I was interviewing Mabel Smith in her large, airy farmhouse. She's a sensible, duty-minded woman, who likes to get involved in community affairs. Married in January of '39, she spent the war time coming up weekends in the summer to Rhode Island by train and raising three children.
I can remember being here in Matunuck at Labor Day time when the Germans marched into Poland. I was very aware of the buildup, and of the fear of war that people had. In the summer of '37 I took a trip to Europe, and went to Austria. People there were very enthusiastic about Hitler, but you did wonder. Oh, they were for Hitler, they were. He encouraged young people to have great pride in the Aryan race and in the German nation, and he encouraged all sorts of athletic disciplines, the great strong Germanic, the master race, as he called it. Oh, it was a little scary even then. I didn't know too much about the anti-Semitism, but I was aware of it. I knew it was part of Hitler's build-up, and his policy. I can remember when Chamberlain made his agreement, and sort of sold out the Czechoslovakian Sudetenland. That made a great many people uneasy. He said he was getting peace for our times, but you felt that it couldn't last.
After the war in Europe started, we were constantly talking about whether America would be drawn into the war, and just what we should do. Once things had gotten further along, we felt very definitely that we were doing the right thing by going in. Some people didn't agree with that, they felt that maybe Hitler had the right idea of how to run a country. But I didn't ever feel that way. I did feel that war was wrong, and wished that we could stay out of it. But then, when it got beyond a certain point, I rather wholeheartedly supported it.

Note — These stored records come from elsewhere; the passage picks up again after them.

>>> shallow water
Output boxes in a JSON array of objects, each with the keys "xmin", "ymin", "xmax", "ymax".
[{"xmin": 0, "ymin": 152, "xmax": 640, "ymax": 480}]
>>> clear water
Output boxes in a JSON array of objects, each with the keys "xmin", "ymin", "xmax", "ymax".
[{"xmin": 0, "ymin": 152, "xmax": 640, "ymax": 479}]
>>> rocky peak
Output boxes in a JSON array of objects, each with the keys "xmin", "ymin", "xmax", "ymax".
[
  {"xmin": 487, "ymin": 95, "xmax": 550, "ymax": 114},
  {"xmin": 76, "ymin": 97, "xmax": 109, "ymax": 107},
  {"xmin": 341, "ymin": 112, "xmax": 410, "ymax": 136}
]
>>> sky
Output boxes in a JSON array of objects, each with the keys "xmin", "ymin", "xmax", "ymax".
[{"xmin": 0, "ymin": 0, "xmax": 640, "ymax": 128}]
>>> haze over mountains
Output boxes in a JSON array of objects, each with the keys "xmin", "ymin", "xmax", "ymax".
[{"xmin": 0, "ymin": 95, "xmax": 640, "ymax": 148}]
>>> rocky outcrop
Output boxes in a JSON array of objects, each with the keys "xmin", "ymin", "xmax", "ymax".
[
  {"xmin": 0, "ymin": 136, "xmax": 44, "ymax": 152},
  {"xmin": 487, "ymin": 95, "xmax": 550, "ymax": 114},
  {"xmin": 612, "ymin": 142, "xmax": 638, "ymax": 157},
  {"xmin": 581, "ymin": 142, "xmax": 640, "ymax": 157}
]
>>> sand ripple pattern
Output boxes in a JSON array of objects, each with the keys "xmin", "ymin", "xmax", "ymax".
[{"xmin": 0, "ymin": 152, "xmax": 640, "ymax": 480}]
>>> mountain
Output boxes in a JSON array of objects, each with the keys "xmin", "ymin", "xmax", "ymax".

My husband was in the textile business. He didn't go into the service because textile manufacturing was considered a strategic industry. They felt that those who had management jobs in these big companies that were completely converted to government production were doing something more important than going in the service. He always did feel a bit badly about that, whether some people thought he was shirking. My three brothers-in-law (my sisters' husbands) were in the service, so you had a little funny feeling about that.
One of my brothers-in-law was wounded in the Battle of the Bulge in December of '43 [sic]. He had kind of a bad time of it, but still came home safely. Another on of my brothers-in-law was a doctor on a ship in the Pacific, and the third was a lieutenant colonel. They both returned safely.

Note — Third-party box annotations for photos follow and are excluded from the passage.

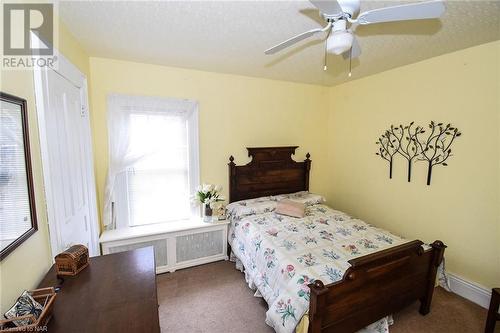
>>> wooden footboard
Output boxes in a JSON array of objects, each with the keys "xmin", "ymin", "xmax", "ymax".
[{"xmin": 309, "ymin": 240, "xmax": 446, "ymax": 333}]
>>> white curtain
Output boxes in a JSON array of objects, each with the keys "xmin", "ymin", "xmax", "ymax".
[{"xmin": 103, "ymin": 94, "xmax": 198, "ymax": 230}]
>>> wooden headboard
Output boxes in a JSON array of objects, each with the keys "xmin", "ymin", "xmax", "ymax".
[{"xmin": 228, "ymin": 146, "xmax": 311, "ymax": 202}]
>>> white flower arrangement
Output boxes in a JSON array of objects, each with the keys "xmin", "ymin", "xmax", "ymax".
[{"xmin": 195, "ymin": 184, "xmax": 225, "ymax": 208}]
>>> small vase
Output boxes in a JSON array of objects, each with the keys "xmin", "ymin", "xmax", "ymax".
[{"xmin": 203, "ymin": 204, "xmax": 213, "ymax": 222}]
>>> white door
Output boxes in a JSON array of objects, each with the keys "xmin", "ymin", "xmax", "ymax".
[{"xmin": 35, "ymin": 55, "xmax": 99, "ymax": 255}]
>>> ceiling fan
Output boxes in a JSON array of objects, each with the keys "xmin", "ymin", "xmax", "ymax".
[{"xmin": 264, "ymin": 0, "xmax": 446, "ymax": 76}]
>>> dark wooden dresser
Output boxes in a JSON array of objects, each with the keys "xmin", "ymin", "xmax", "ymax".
[{"xmin": 39, "ymin": 247, "xmax": 160, "ymax": 333}]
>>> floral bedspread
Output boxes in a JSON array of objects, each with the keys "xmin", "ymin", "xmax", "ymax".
[{"xmin": 228, "ymin": 192, "xmax": 407, "ymax": 333}]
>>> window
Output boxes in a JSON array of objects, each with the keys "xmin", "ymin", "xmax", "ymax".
[{"xmin": 109, "ymin": 95, "xmax": 199, "ymax": 228}]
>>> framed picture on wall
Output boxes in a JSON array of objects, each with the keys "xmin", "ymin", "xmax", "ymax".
[{"xmin": 0, "ymin": 92, "xmax": 38, "ymax": 260}]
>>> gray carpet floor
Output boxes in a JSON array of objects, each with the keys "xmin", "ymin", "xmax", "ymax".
[{"xmin": 157, "ymin": 261, "xmax": 492, "ymax": 333}]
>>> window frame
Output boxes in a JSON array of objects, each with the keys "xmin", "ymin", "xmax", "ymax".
[
  {"xmin": 112, "ymin": 96, "xmax": 200, "ymax": 229},
  {"xmin": 0, "ymin": 92, "xmax": 38, "ymax": 261}
]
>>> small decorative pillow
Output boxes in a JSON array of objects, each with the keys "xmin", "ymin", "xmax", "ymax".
[
  {"xmin": 270, "ymin": 191, "xmax": 326, "ymax": 207},
  {"xmin": 276, "ymin": 199, "xmax": 306, "ymax": 217},
  {"xmin": 4, "ymin": 290, "xmax": 43, "ymax": 326}
]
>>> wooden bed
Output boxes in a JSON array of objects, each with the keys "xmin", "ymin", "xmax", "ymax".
[{"xmin": 229, "ymin": 146, "xmax": 446, "ymax": 333}]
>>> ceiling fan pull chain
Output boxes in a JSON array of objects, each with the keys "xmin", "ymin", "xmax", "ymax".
[{"xmin": 347, "ymin": 47, "xmax": 352, "ymax": 77}]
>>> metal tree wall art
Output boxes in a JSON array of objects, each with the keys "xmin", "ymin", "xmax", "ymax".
[
  {"xmin": 375, "ymin": 121, "xmax": 462, "ymax": 185},
  {"xmin": 418, "ymin": 121, "xmax": 462, "ymax": 185},
  {"xmin": 391, "ymin": 121, "xmax": 425, "ymax": 182},
  {"xmin": 375, "ymin": 126, "xmax": 399, "ymax": 178}
]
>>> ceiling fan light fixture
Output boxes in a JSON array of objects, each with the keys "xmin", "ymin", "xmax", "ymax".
[{"xmin": 326, "ymin": 31, "xmax": 354, "ymax": 55}]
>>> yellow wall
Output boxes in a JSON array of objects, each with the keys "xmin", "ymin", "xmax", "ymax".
[
  {"xmin": 0, "ymin": 16, "xmax": 500, "ymax": 311},
  {"xmin": 328, "ymin": 41, "xmax": 500, "ymax": 287},
  {"xmin": 0, "ymin": 23, "xmax": 89, "ymax": 313},
  {"xmin": 90, "ymin": 58, "xmax": 328, "ymax": 218}
]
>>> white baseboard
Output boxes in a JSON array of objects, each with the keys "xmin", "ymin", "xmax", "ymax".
[{"xmin": 447, "ymin": 272, "xmax": 491, "ymax": 309}]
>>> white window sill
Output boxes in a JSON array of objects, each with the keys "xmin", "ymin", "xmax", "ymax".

Things were rationed during the war. You got a book for every member of the family, even though they were young. Sugar and meat, and of course gasoline, were rationed. We bicycled a great deal because of the gas rationing. I had a little seat on the back of my bike for my little boy. I can remember going to a dance and bicycling home four miles at two in the morning.
When the war finally ended, my sister-in-law and I were sharing this house. She remembered how people had wanted to celebrate the end of World War I, and got our four little boys all rigged up with something to bang and make a lot of noise with, and they marched around. It was just something to remember the day by. But there was a remarkable feeling that it was finally over.
Looking back at the war now, how did the war affect your overall life?
Well, I suppose in a philosophical way the war opened our eyes to a lot of social concerns and what is worth fighting for. It was kind of a time that one dates things by, before and after. Before, we thought that our way was right -- that we had the best possible country. A lot has happened to make one wonder.